Pasadena Mayor Jeff Wagner on Friday asked the City Council to settle a voting rights lawsuit that led to national portrayals of the Houston suburb as an example of efforts to suppress Latino voting rights. The proposed settlement with Latino residents who sued the city in 2014 over a new City Council district system calls for the city to pay $900,000 for the plaintiffs’ legal fees and $197,341 for court costs. The item will be on Tuesday’s City Council agenda. “While I strongly believe that the city did not violate the Voting Rights Act or adopt a discriminatory election system,” Wagner said in a statement, “I think it’s in the best interest of the city to get this suit behind us.”

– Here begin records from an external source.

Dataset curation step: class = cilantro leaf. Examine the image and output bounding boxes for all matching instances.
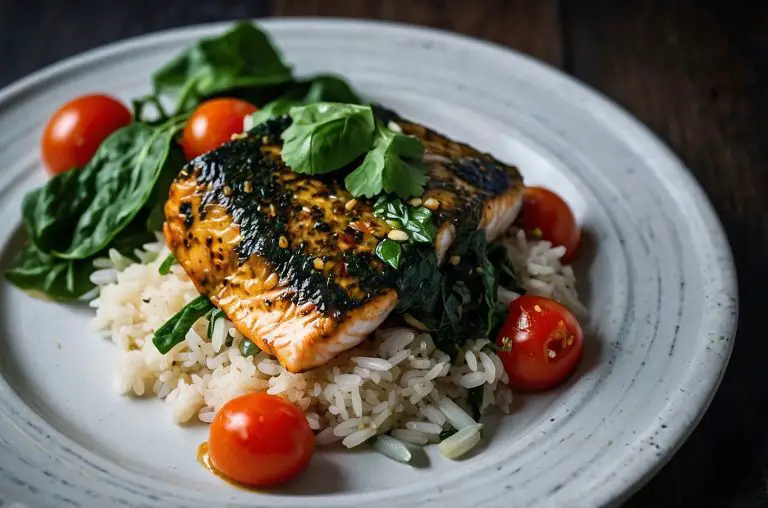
[281,102,375,174]
[345,122,427,199]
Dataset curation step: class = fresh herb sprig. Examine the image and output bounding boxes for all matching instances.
[276,103,427,200]
[371,196,437,269]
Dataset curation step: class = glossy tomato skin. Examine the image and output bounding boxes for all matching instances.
[180,98,258,159]
[520,187,581,263]
[496,294,584,391]
[208,392,314,488]
[41,94,132,175]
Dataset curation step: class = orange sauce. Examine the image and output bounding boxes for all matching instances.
[197,441,258,491]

C. Robert Health, who represented the city a protracted battle in federal court, agreed that if the council votes for the settlement, it’s in the city’s best interest. However, he argued in court and he still believes that the city did not intentionally discriminate against Latino voters, even though Chief U.S. District Judge Lee H. Rosenthal determined it did.
“We felt we had a good case and we had not discriminated,” he said. “The system operated in such a way that I don’t think it produced or diminished Hispanic representation.”
Patricia Gonzales, one of a handful of voters who filed the lawsuit through the Mexican American Legal Defense and Educational Fund prompted by drastic infrastructure inequities across the city, said she was thrilled to hear the news. But she was not surprised.